I am a member of the separate template for each color. Eats up valuable stencil material but saves on my nerves. I do combine different sizes of stones same color on one template. Though I have found that separate templates are best as the next time I may want to mix colors. 

I have the DAS system with the smart frames. They are great for lining up multi size/color designs.

My 2 cents worth.


----------



## allhamps (Mar 15, 2007)

My $0.02 too.

Rick - Sorry, but I have to totally disagree with you about the acrylic tape. That's all I use, and have been using for 5+ years. Never had a problem with things not sticking. It DOES require extra care in packing and shipping transfers, but that can also be done successfully.

Multiple Template Alignment - When I have to cut multiple templates for a design, I use an alignment method. I do my design and place a 1" border around the entire design. When I cut, I hide the colors I don't need on a particular template and cut the needed color and the border for each color in succession. This way, if you put the upper left corner of the template in the exact same point each time, you always get perfect alignment of your design.

Stone Size/Order of Pick Up - I think someone already mentioned it, but if you are using different size stones, always do the smallest stones first, as the larger stones will raise the paper higher and you have to put more pressure on the tape to lift the smaller stones.
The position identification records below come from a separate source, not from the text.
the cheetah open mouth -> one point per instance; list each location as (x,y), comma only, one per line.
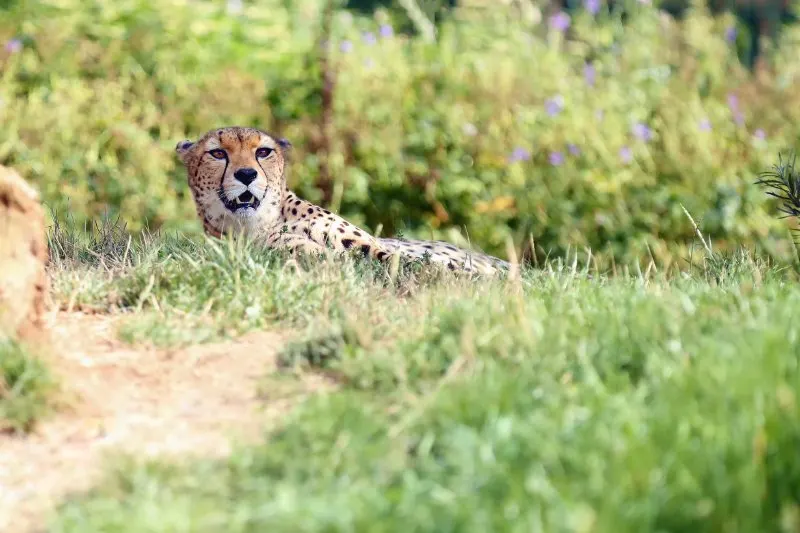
(246,200)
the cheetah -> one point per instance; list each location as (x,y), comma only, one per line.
(237,176)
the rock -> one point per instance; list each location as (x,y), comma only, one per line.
(23,257)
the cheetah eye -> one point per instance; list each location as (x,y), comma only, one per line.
(261,153)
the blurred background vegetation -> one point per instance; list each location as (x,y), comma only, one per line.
(563,126)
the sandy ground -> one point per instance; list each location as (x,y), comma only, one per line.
(195,400)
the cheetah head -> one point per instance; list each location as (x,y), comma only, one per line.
(236,176)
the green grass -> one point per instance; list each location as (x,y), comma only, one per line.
(25,387)
(566,400)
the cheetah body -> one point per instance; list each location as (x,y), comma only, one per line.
(237,177)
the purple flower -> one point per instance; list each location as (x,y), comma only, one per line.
(519,154)
(560,21)
(554,105)
(13,46)
(642,132)
(589,74)
(386,31)
(556,158)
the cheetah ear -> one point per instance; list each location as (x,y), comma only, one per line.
(182,149)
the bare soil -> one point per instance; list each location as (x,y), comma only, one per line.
(138,400)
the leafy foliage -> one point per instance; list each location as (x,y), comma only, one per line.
(508,126)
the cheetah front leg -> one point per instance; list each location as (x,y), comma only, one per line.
(295,243)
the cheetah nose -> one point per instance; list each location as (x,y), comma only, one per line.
(246,175)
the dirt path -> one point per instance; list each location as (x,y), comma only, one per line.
(189,401)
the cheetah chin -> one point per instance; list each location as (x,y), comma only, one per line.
(237,177)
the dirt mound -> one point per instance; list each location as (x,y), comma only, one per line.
(23,256)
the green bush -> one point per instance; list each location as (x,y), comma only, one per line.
(488,134)
(25,387)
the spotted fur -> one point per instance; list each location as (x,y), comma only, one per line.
(238,180)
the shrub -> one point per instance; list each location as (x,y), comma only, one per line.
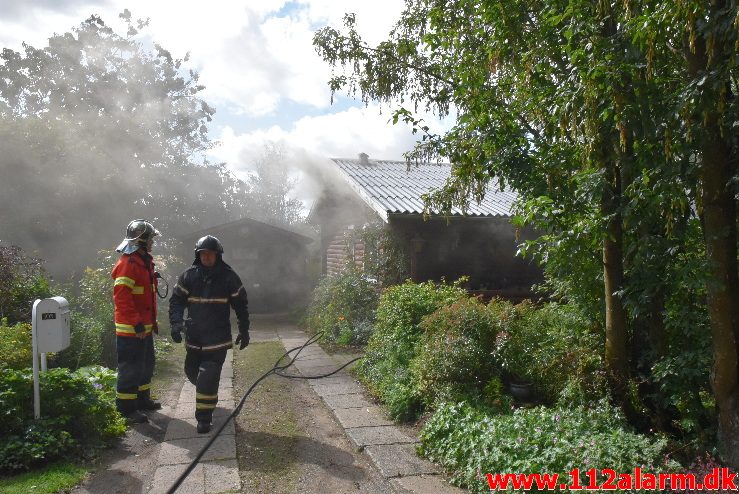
(552,346)
(390,349)
(470,442)
(77,408)
(15,345)
(343,307)
(454,359)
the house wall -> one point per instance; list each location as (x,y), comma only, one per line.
(340,250)
(482,248)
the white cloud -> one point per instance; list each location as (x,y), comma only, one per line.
(251,56)
(313,140)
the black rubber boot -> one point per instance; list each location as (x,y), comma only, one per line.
(148,404)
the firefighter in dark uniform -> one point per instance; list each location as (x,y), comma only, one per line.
(208,289)
(134,298)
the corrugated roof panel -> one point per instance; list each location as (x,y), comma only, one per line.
(397,189)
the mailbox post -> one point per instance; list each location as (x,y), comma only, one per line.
(50,330)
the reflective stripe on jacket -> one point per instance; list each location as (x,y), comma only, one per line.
(209,295)
(134,293)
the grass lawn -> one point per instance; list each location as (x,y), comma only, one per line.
(267,429)
(51,479)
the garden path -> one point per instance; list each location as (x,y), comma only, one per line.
(380,457)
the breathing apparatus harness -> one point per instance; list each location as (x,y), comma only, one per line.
(159,276)
(277,370)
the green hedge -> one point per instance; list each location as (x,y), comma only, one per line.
(77,409)
(343,307)
(385,367)
(470,442)
(454,358)
(552,346)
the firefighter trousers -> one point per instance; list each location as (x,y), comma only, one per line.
(135,369)
(203,369)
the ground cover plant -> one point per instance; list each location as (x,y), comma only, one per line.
(470,442)
(77,415)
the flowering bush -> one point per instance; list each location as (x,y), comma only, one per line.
(343,307)
(386,364)
(454,357)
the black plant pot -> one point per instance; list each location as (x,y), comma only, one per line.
(522,391)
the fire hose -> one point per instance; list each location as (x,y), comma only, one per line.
(277,370)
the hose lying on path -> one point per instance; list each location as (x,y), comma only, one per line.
(277,370)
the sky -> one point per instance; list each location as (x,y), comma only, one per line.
(258,65)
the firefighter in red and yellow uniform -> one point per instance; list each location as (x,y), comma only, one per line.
(134,297)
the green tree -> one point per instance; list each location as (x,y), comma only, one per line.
(563,101)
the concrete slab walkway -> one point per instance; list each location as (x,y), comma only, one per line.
(390,449)
(218,470)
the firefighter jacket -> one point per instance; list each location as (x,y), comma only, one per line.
(134,293)
(208,294)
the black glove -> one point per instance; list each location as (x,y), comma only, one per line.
(177,332)
(242,340)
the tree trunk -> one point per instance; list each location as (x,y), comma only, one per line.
(613,274)
(717,167)
(719,211)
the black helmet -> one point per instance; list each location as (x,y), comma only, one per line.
(209,242)
(138,232)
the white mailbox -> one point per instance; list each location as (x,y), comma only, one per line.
(51,324)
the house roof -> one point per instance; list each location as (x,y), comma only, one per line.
(391,187)
(226,227)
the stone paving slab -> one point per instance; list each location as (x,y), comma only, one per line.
(224,408)
(218,470)
(185,450)
(337,389)
(186,428)
(399,460)
(166,475)
(354,400)
(367,436)
(428,484)
(361,417)
(222,476)
(390,449)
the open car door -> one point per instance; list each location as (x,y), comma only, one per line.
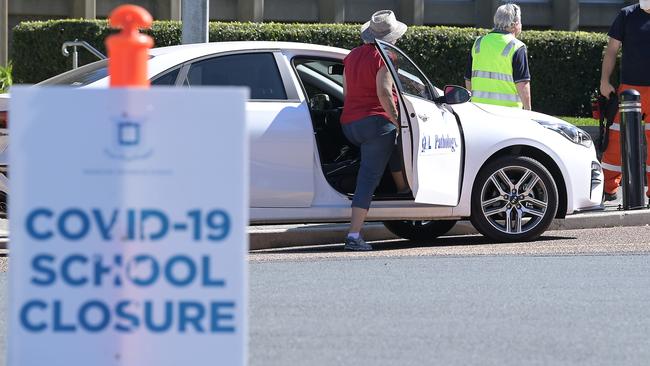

Also, I don't know if necessary, but I always work from the inside out. So in your 2 color design, I would place the interior fill stones first, and then do the exterior outline last. That way, it makes it just a little easier to nudge an outer stone if it seems to be out of alignment.


----------



## SickPuppy (Aug 10, 2009)

As far as the alignment issue is concerned two ways to deal with that 

1. Use a frame, place the transfer tape over the frame then lay it over the 1st color template and press the tape to the stones. Then take the frame and lay it on top of the 2nd color template and press the tape to the stones. The frame will allow you to position the first color stones into the correct place prior to pressing.

2. Use a flock work station, there are videos of how to do this posted on the web. You can purchase flock from different companies or make your own, the process is posted here on the forums.


----------